Viewing a single comment thread. View all comments

IamTimNguyen OP t1_j3cybcu wrote

Part I. Introduction

00:00:00 : Biography

00:02:36 : Harvard hiatus 1: Becoming a DJ

00:07:40 : I really want to make AGI happen (back in 2012)

00:09:00 : Harvard math applicants and culture

00:17:33 : Harvard hiatus 2: Math autodidact

00:21:51 : Friendship with Shing-Tung Yau

00:24:06 : Landing a job at Microsoft Research: Two Fields Medalists are all you need

00:26:13 : Technical intro: The Big Picture

00:28:12 : Whiteboard outline

Part II. Classical Probability Theory

00:37:03 : Law of Large Numbers

00:45:23 : Tensor Programs Preview

00:47:25 : Central Limit Theorem

00:56:55 : Proof of CLT: Moment method

01:02:00 : Moment method explicit computations

Part III. Random Matrix Theory

01:12:45 : Setup

01:16:55 : Moment method for RMT

1:21:21 : Wigner semicircle law

Part IV. Tensor Programs

1:31:04 : Segue using RMT

1:44:22 : TP punchline for RMT

1:46:22 : The Master Theorem (the key result of TP)

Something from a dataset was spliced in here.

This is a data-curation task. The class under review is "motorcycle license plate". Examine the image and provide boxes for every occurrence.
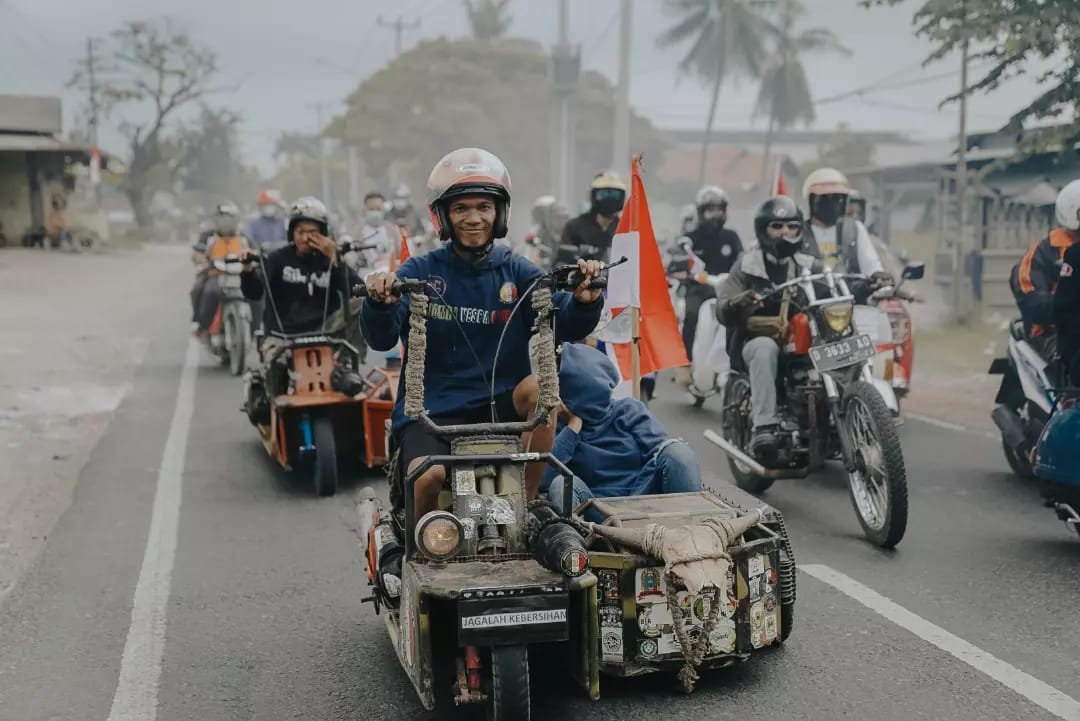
[809,334,875,371]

1:55:02 : Corollary: Reproof of RMT results

1:56:52 : General definition of a tensor program

Part V. Neural Networks and Machine Learning

2:09:09 : Feed forward neural network (3 layers) example

2:19:16 : Neural network Gaussian Process

2:23:59 : Many large N limits for neural networks

2:27:24 : abc parametrizations (Note: "a" is absorbed into "c" here): variance and learning rate scalings

2:36:54 : Geometry of space of abc parametrizations

2:39:50 : Kernel regime

2:41:35 : Neural tangent kernel

2:43:40 : (No) feature learning

2:48:42 : Maximal feature learning

2:52:33 : Current problems with deep learning

2:55:01 : Hyperparameter transfer (muP)

3:00:31 : Wrap up

24

JustARandomNoob165 t1_j5e4vke wrote

I know it is a very broad question, but maybe you have recommendation of materials/resources to prepare yourself better to digest the topics used in this talk? Thank you in advance very much!

1

ThatInternetGuy t1_j3ejkr3 wrote

To be honest, even though I've coded in many ML code repos and I did well in college math, but this video outline looks like an alien language to me. Tangent kernel, kernel regime (is AI getting into the politics?), punchline for Matrix Theory (who's trying to get a date here?), etc.

−15

sentient-machine t1_j3eqajw wrote

Seems like a completely normal technical outline to me. I suspect you just lack the mathematical sophistication here?

19

kastbort2021 t1_j3fea3l wrote

Or they could just be quite recent topics? NTK, for example, seems to have been introduced in 2018. If you're not actively reading ML research papers, you'll probably have a hard time getting exposed to those topics.

3

ReginaldIII t1_j3elb8t wrote

I've read this several times and I don't really understand what it is you are trying to say. Where does politics or dating come into it?

10

ThatInternetGuy t1_j3emjfs wrote

I was just saying that ML researchers are using terms that are way too technical to infer meaning, or using a common word such as punchline to mean something else entirely. What does punchline have anything to do with ML?

−15

ReginaldIII t1_j3epizn wrote

No need to downvote, it was an honest question not an attack. Have you studied the literature and background mathematics of this area much?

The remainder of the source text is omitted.